Getting Over Tom by Abigail Thomas ’59. If you have read anything I have written about Abigail Thomas, you know that I am a fan. I want to read everything she has written. This book of short stories, the first volume she published, probes the subtleties and complexities of being part of families that, in their own ways, are unhappy. The various females voices, telling their stories, are frank and observant; their naivete makes them vulnerable. Being about the same age as Abigail, I recognize the culture of teens and young adults in the late fifties and early sixties where much of what we cared about was shrouded in silence or alluded to only in hushed whispers. These girls are on their own to figure out how to get on with the business of life.
Touches of magical realism, which sometimes veer toward the grotesque and sometimes toward whimsy, enliven the stories. Uncle Peach commits suicide by shooting off both ears in a rowboat. Buddy’s greatest work is his artistic rendering of the universe on the very pregnant stomach of his wife. She can tell when he is working on Pegasus, and a wing birthmark turns up on the newborn baby.

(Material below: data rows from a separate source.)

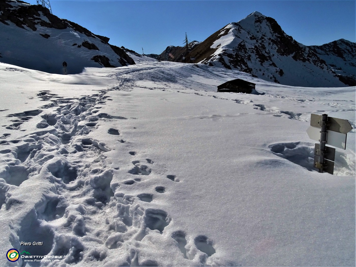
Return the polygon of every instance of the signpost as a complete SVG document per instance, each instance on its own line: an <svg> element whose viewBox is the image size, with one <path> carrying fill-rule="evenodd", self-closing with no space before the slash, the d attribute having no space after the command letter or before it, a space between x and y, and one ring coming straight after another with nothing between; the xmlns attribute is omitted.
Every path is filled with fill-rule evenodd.
<svg viewBox="0 0 356 267"><path fill-rule="evenodd" d="M334 174L335 148L326 144L346 149L346 137L352 127L347 120L328 117L328 114L312 114L310 126L307 130L309 137L319 141L314 151L314 167L319 172Z"/></svg>
<svg viewBox="0 0 356 267"><path fill-rule="evenodd" d="M67 66L67 62L65 61L63 61L63 63L62 63L62 65L63 65L63 67L64 67L64 73L66 74L67 74L67 69L66 68Z"/></svg>

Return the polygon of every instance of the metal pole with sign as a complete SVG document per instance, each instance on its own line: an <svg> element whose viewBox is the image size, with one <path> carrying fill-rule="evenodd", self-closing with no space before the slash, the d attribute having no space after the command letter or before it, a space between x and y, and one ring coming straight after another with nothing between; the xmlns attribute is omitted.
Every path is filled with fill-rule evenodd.
<svg viewBox="0 0 356 267"><path fill-rule="evenodd" d="M310 139L320 142L315 144L314 151L314 167L319 172L333 174L335 148L325 145L346 149L346 135L352 129L347 120L328 117L327 114L311 114L307 133Z"/></svg>

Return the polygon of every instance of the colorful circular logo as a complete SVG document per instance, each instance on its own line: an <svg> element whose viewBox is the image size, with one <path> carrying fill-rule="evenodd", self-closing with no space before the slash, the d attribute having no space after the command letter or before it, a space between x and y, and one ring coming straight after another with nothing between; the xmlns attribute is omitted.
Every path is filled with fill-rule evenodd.
<svg viewBox="0 0 356 267"><path fill-rule="evenodd" d="M10 261L15 262L19 260L19 254L18 250L15 248L11 248L6 253L6 257Z"/></svg>

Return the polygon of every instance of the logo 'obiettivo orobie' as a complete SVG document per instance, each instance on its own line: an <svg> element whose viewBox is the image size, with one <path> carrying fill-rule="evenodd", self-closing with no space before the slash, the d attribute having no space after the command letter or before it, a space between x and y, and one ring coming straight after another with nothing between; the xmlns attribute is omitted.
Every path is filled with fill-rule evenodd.
<svg viewBox="0 0 356 267"><path fill-rule="evenodd" d="M7 253L6 253L6 257L9 261L14 262L19 260L19 258L20 257L19 254L20 252L18 250L15 248L11 248L9 250Z"/></svg>

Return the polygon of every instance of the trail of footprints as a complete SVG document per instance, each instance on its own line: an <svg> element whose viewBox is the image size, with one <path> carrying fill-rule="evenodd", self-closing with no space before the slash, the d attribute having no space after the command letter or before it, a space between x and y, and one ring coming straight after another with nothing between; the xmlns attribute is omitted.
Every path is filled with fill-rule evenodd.
<svg viewBox="0 0 356 267"><path fill-rule="evenodd" d="M158 266L153 259L141 262L138 245L134 244L150 234L147 229L163 234L169 225L172 219L165 211L145 209L140 205L140 201L154 201L155 194L164 194L167 189L158 185L155 193L143 192L136 196L120 190L120 187L141 182L151 174L155 161L150 158L132 161L128 171L132 178L113 183L115 172L119 172L120 167L113 167L107 158L105 152L110 148L103 142L86 137L98 127L99 120L127 119L100 112L101 107L98 105L110 101L105 95L109 90L77 99L41 91L37 96L51 104L7 115L14 119L12 124L3 126L9 132L0 136L0 166L5 166L0 170L0 207L8 210L17 204L13 193L27 180L39 182L46 177L55 189L43 193L43 197L34 203L36 213L29 213L26 222L16 229L19 239L25 242L31 242L33 237L29 229L36 229L36 234L41 237L46 248L34 252L62 255L63 263L70 264L83 260L104 260L109 254L103 249L104 246L109 250L118 250L115 253L126 253L126 261L122 263L124 265ZM50 111L46 112L47 109ZM38 131L21 140L10 140L11 130L22 130L22 124L38 116L42 119L36 125ZM113 128L108 133L121 135ZM122 139L117 141L126 142ZM128 153L139 156L137 151ZM175 175L164 175L162 179L171 180L172 186L179 182ZM101 222L103 220L104 228ZM197 236L189 243L184 231L168 234L181 252L177 257L192 260L200 251L203 253L199 256L200 262L205 265L215 252L205 236ZM84 253L88 249L86 242L93 242L99 248Z"/></svg>

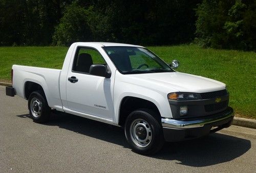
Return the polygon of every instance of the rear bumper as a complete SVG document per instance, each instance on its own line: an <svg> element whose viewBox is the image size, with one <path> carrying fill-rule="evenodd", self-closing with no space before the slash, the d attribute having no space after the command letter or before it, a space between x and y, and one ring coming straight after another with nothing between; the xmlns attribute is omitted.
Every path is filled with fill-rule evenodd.
<svg viewBox="0 0 256 173"><path fill-rule="evenodd" d="M11 86L6 86L5 92L6 95L8 96L14 97L15 95L14 88Z"/></svg>
<svg viewBox="0 0 256 173"><path fill-rule="evenodd" d="M175 120L162 118L164 139L177 141L199 138L231 125L234 113L228 107L224 111L206 117ZM211 129L212 127L217 127Z"/></svg>

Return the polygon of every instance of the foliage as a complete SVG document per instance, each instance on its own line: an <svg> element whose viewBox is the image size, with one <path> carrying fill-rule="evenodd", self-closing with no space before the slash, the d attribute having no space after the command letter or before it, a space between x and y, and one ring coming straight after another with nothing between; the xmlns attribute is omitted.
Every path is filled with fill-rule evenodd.
<svg viewBox="0 0 256 173"><path fill-rule="evenodd" d="M70 45L72 42L88 41L91 38L88 25L88 10L76 2L65 8L63 17L55 30L53 44L58 46Z"/></svg>
<svg viewBox="0 0 256 173"><path fill-rule="evenodd" d="M49 45L69 1L0 0L0 46Z"/></svg>
<svg viewBox="0 0 256 173"><path fill-rule="evenodd" d="M203 0L196 10L201 46L256 50L256 1Z"/></svg>

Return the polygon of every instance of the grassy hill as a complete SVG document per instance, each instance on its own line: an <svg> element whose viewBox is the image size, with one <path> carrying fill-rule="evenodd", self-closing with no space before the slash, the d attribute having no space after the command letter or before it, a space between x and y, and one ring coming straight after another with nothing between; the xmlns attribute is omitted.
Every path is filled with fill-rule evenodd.
<svg viewBox="0 0 256 173"><path fill-rule="evenodd" d="M179 72L227 85L236 116L256 119L256 53L202 49L195 45L149 47L166 62L177 59ZM0 81L10 81L13 64L61 69L66 47L0 47Z"/></svg>

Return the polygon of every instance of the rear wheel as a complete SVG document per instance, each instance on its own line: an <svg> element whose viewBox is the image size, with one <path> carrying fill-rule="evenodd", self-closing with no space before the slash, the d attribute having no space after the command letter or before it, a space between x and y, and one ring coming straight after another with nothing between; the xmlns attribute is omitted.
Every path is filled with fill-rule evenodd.
<svg viewBox="0 0 256 173"><path fill-rule="evenodd" d="M148 109L131 113L125 125L125 137L133 149L139 154L153 154L160 150L164 142L159 115Z"/></svg>
<svg viewBox="0 0 256 173"><path fill-rule="evenodd" d="M42 91L37 91L30 94L28 108L30 116L34 122L43 123L49 120L51 108Z"/></svg>

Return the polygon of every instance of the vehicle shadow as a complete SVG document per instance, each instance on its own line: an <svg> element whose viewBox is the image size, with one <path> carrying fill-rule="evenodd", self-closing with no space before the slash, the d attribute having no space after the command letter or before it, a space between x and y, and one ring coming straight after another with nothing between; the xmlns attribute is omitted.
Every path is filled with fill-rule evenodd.
<svg viewBox="0 0 256 173"><path fill-rule="evenodd" d="M17 116L30 117L29 115ZM60 128L130 148L123 128L69 114L53 113L46 125ZM250 140L215 133L193 140L165 142L157 154L145 157L177 160L177 163L194 167L203 167L233 160L251 148Z"/></svg>

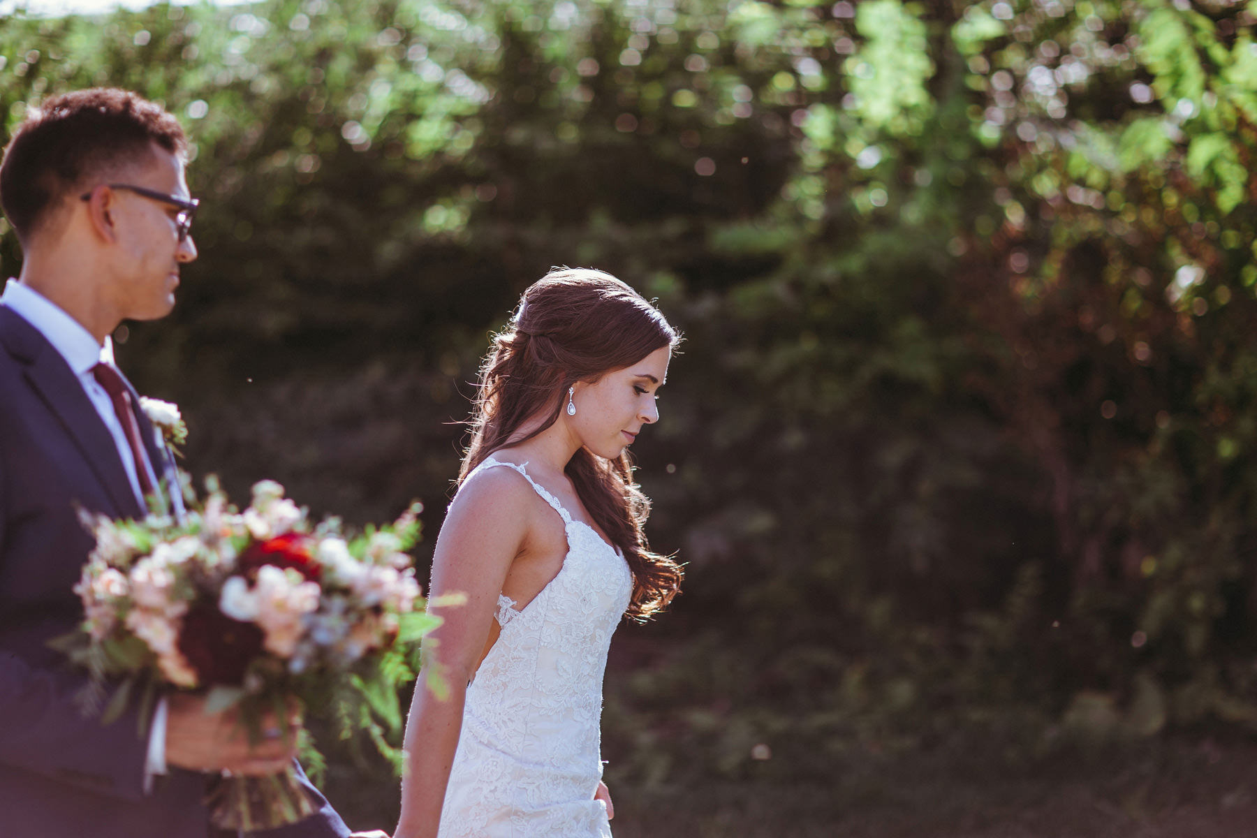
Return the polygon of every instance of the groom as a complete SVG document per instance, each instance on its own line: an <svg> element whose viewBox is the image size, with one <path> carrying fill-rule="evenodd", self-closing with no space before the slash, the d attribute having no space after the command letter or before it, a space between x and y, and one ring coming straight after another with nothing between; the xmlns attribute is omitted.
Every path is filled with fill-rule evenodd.
<svg viewBox="0 0 1257 838"><path fill-rule="evenodd" d="M178 485L113 364L109 334L123 319L168 314L180 266L196 259L185 152L161 107L92 89L28 112L0 163L0 205L24 254L0 297L5 835L205 838L205 773L268 774L293 759L284 731L251 745L229 716L185 694L158 704L147 740L134 707L111 725L85 719L74 701L84 678L47 646L82 619L72 589L93 543L75 508L140 516L146 494ZM264 834L348 835L302 780L316 814Z"/></svg>

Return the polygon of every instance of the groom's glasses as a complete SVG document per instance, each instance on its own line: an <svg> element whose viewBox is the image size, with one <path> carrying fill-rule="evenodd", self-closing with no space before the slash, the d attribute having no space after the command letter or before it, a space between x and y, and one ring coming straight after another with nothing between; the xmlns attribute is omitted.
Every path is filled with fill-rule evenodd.
<svg viewBox="0 0 1257 838"><path fill-rule="evenodd" d="M180 212L175 216L175 227L178 230L178 240L184 241L187 239L187 231L192 229L192 216L196 214L196 207L200 206L200 201L195 197L191 200L185 200L181 197L175 197L173 195L166 195L165 192L158 192L157 190L148 190L143 186L132 186L131 183L106 183L111 190L127 190L128 192L134 192L146 199L153 201L161 201L162 204L170 204L171 206L177 206ZM92 192L84 192L80 195L84 201L92 200Z"/></svg>

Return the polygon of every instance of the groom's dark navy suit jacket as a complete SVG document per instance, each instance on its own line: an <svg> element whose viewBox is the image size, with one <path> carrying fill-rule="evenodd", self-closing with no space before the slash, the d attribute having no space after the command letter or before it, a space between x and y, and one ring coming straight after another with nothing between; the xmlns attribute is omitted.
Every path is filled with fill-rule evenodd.
<svg viewBox="0 0 1257 838"><path fill-rule="evenodd" d="M137 420L153 470L177 486L170 454L138 408ZM75 704L84 677L47 646L82 619L73 587L93 541L75 506L113 518L143 513L69 364L0 305L0 835L205 838L205 776L172 768L146 794L136 711L108 726L84 717ZM317 814L254 834L347 835L309 792Z"/></svg>

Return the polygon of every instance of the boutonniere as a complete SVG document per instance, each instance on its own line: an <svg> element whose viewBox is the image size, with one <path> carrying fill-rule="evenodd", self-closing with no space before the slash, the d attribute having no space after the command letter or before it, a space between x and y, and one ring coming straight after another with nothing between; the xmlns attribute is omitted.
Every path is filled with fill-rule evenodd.
<svg viewBox="0 0 1257 838"><path fill-rule="evenodd" d="M187 425L184 423L184 416L178 412L178 405L141 396L140 410L161 431L166 445L178 454L178 449L187 442Z"/></svg>

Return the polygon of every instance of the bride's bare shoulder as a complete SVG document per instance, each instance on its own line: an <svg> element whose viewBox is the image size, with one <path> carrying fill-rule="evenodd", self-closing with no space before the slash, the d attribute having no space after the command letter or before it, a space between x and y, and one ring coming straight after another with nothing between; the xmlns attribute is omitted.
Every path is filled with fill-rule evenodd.
<svg viewBox="0 0 1257 838"><path fill-rule="evenodd" d="M535 498L528 479L503 462L499 466L476 469L468 475L454 495L446 518L527 514Z"/></svg>

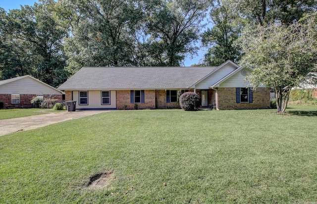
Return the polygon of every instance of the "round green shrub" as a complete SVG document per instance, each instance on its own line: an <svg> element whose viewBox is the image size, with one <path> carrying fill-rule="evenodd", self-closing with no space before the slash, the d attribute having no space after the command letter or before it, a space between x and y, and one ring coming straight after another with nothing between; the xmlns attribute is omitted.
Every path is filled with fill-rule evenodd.
<svg viewBox="0 0 317 204"><path fill-rule="evenodd" d="M59 102L56 103L55 105L54 105L54 107L53 107L53 109L55 110L62 110L64 109L64 105L63 103L60 103Z"/></svg>
<svg viewBox="0 0 317 204"><path fill-rule="evenodd" d="M43 102L43 99L38 97L33 97L31 100L31 103L33 104L34 107L41 107Z"/></svg>
<svg viewBox="0 0 317 204"><path fill-rule="evenodd" d="M198 110L200 107L200 97L194 92L185 92L179 97L180 107L184 110Z"/></svg>
<svg viewBox="0 0 317 204"><path fill-rule="evenodd" d="M271 99L270 102L271 102L271 108L272 109L277 108L276 106L276 99Z"/></svg>

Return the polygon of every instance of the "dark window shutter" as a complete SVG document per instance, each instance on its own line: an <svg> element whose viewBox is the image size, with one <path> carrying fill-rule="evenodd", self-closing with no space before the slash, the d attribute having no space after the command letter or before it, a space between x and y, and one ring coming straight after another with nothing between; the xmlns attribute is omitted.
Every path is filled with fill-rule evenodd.
<svg viewBox="0 0 317 204"><path fill-rule="evenodd" d="M130 95L130 100L131 103L134 103L134 91L131 90L131 94Z"/></svg>
<svg viewBox="0 0 317 204"><path fill-rule="evenodd" d="M169 90L166 91L166 102L170 102L170 100L169 99Z"/></svg>
<svg viewBox="0 0 317 204"><path fill-rule="evenodd" d="M141 90L141 102L144 103L144 90Z"/></svg>
<svg viewBox="0 0 317 204"><path fill-rule="evenodd" d="M240 88L236 88L236 102L240 103Z"/></svg>
<svg viewBox="0 0 317 204"><path fill-rule="evenodd" d="M253 102L253 89L249 88L249 102Z"/></svg>

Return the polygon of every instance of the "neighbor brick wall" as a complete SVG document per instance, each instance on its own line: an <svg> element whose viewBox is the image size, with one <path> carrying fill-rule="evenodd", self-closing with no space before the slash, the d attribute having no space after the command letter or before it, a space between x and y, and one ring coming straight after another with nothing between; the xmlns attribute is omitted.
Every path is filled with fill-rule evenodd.
<svg viewBox="0 0 317 204"><path fill-rule="evenodd" d="M122 110L125 108L128 110L134 109L134 103L130 102L130 90L118 90L116 91L117 109ZM144 103L138 103L139 109L155 109L155 91L144 91Z"/></svg>
<svg viewBox="0 0 317 204"><path fill-rule="evenodd" d="M3 107L4 108L31 108L33 107L33 104L31 103L31 100L36 97L36 94L20 94L20 103L11 103L11 94L0 94L0 101L3 102ZM56 100L61 100L62 95L44 95L45 98L51 98Z"/></svg>
<svg viewBox="0 0 317 204"><path fill-rule="evenodd" d="M253 102L236 102L235 88L218 89L218 108L220 110L233 109L269 108L270 107L269 89L258 88L253 92Z"/></svg>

The final story, from which this collection takes its name, “Getting Over Tom,” is less about Tom than about fiction writing itself, particularly how life becomes art. Here there are three Louises: the Louise who writes the stories, the Louise whose lived experience is fodder for the stories, and the fictional Louise, who makes it onto the page. The interplay, particularly between Louise 1 and Louise 2, opens a window onto how writers transform life into fiction. More important than what really happened is what the title tells us. It appears that you can write your way out of heartbreak. The last image of the book is of Louise dancing with herself. I guess the three faces of Louise are pretty much over Tom.